I thought it'd be fine. I was already in the groove when I finished off Transparent. Since I had to send a partial of Sidekick to my agent, I figured, "Eh, why not just do the whole first edit?"
Yeah, not my best idea.
I am fried, guys. I've spent too much time fixing book problems. Too much time with two separate characters. Too much time stressing over getting things right. Friday night my brain essentially exploded. I went to bed, had a horrible dream about ants crawling all over me, and then didn't sleep at all after that. Got like 2 hours of sleep.

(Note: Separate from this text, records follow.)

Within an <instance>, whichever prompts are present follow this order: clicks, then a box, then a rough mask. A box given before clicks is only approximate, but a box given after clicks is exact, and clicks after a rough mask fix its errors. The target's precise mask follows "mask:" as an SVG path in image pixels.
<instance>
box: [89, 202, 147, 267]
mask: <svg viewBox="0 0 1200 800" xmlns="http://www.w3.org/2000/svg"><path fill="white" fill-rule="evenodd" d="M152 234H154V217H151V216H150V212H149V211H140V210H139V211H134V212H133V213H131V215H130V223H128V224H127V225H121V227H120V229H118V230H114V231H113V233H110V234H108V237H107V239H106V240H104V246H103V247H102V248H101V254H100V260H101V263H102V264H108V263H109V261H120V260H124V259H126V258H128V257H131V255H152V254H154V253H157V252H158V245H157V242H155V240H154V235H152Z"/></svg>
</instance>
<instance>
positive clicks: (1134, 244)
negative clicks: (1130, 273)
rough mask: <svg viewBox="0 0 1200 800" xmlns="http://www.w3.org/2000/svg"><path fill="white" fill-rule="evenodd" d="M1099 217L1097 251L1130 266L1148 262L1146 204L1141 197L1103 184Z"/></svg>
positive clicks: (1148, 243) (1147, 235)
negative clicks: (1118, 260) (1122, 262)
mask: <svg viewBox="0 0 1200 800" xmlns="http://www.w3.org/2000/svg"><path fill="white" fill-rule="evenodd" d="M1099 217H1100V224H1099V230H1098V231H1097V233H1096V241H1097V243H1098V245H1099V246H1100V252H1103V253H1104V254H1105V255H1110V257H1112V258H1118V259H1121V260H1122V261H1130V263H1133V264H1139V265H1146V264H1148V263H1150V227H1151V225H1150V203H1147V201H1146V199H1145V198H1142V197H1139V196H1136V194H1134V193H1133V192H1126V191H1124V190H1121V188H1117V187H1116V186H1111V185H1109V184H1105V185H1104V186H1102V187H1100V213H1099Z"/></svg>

And that night, awake, I could not shut off my brain. I was in emotional overdrive. In a strange way, it felt like all the emotions I'd been working to put in my characters had taken over. Plus, I'm waiting for feedback from my agent, so it was a night full of "Are these books good enough? Will she like the rewrite? What if she hates both? What will I write next? I have no idea what to write anymore I'm so tired and where and who and what and why am I oh my gosh I might really be losing my mind?!?!
Really. Don't edit 2 books in 3 weeks. It's not admirable. It's stupid. I should have taken a breather, instead of getting all obsessed.
There is a reason this writing process takes so long. It's mentally and emotionally and sometimes even physically taxing. Sometimes I forget just how much it takes out of me, and then I pull some stupid stunt like this and go, "Oh yeah, taking time IS important."
Don't overdo it. Really, it's not worth it. I am so fried right now that I'm not sure I'll be able to write for a few weeks. I just want to sleep. A lot. And do all the other stuff I didn't do the last few weeks.
Also, it would be really nice if this constant headache would go away.